What Does a Commercial HVAC System Actually Cost in Wisconsin?
Ballpark ranges, cost drivers, and a system-by-system breakdown — so you can budget with confidence before you ever pick up the phone.
If you've started asking around about commercial HVAC costs in Wisconsin, you've probably already gotten the most frustrating answer in contracting: "It depends." And while that's technically true, it's not particularly useful if you're trying to plan a budget, get board approval, or evaluate whether a contractor's number is in the right ballpark.
This guide is our attempt to be more helpful than that. We're going to give you real ranges — organized by system type — and walk you through the variables that pull those numbers up or down. Our goal isn't to sell you anything on this page. It's to make sure you walk into your next conversation with a contractor better informed than when you started.
We've been doing this work in Wisconsin since 1982. We know what systems cost. We also know that the price of getting it wrong — in downtime, energy waste, and premature equipment failure — almost always exceeds the cost of getting it right from the start.

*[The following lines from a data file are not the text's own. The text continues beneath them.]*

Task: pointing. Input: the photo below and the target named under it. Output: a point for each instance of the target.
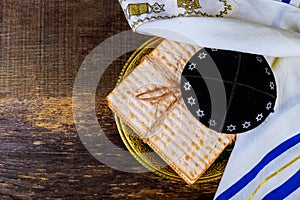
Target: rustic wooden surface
(42, 45)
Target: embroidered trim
(272, 176)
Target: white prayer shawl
(252, 149)
(265, 161)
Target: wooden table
(43, 43)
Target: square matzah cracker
(149, 101)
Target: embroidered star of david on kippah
(227, 91)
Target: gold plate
(141, 151)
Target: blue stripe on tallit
(287, 188)
(246, 179)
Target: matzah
(149, 101)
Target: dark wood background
(42, 45)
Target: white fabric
(252, 146)
(264, 27)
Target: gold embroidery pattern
(273, 175)
(188, 13)
(143, 8)
(188, 4)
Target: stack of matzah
(149, 101)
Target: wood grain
(43, 43)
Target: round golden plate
(141, 151)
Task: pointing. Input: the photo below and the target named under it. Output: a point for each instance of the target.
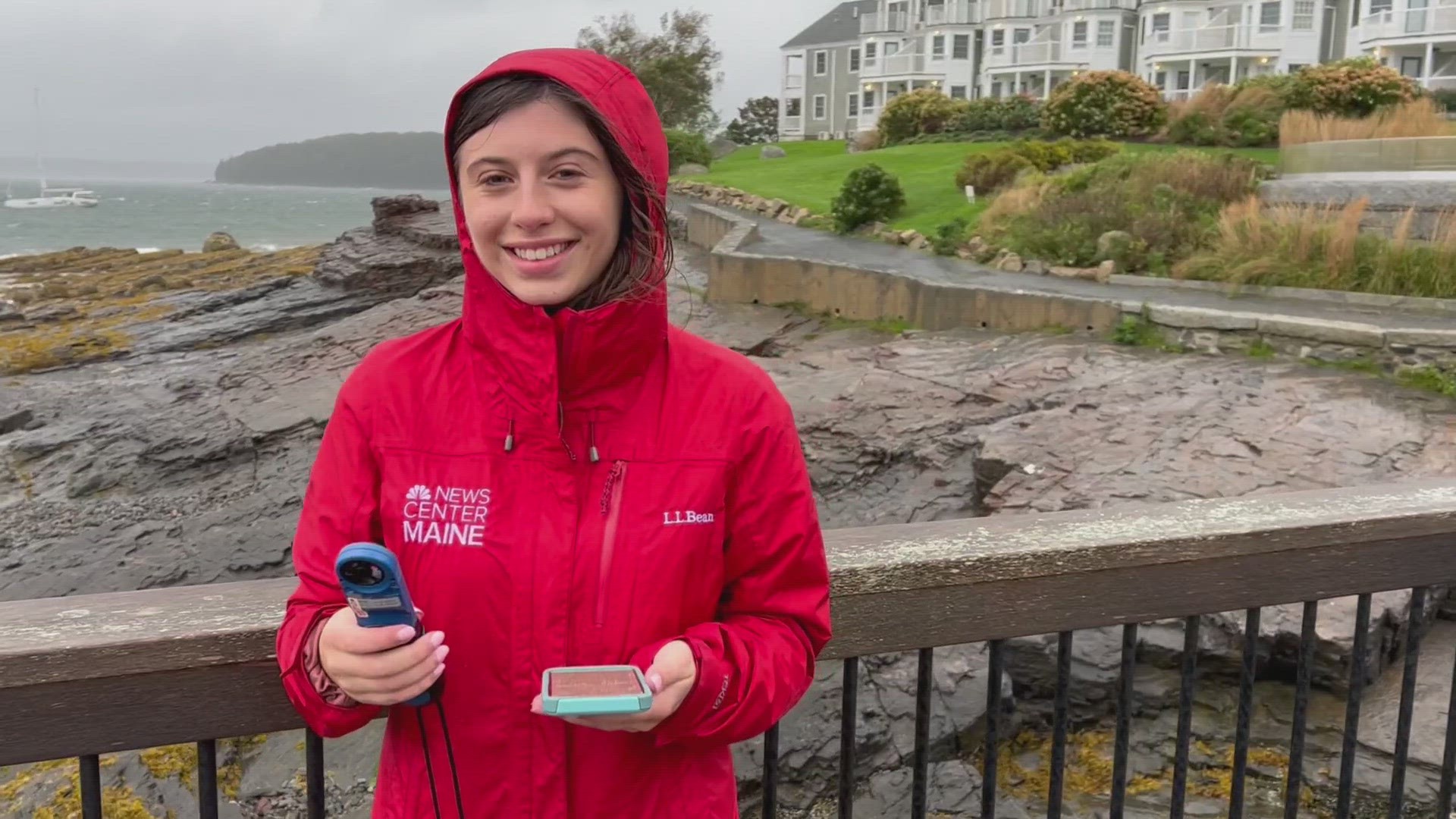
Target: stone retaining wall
(740, 275)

Why Commercial HVAC Costs Vary So Much
Commercial HVAC isn't a product with a price tag — it's a custom-engineered system built specifically for your building. A 10,000 sq ft office suite and a 10,000 sq ft manufacturing floor are physically the same size, but they may require entirely different equipment, ductwork configurations, ventilation strategies, and control systems.
A few things that immediately change the equation:
- Building type — Office, warehouse, manufacturing, food production, and healthcare all have different HVAC demands and code requirements.
- New construction vs. retrofit — Installing a system in a building under construction is significantly less expensive than retrofitting an existing occupied building.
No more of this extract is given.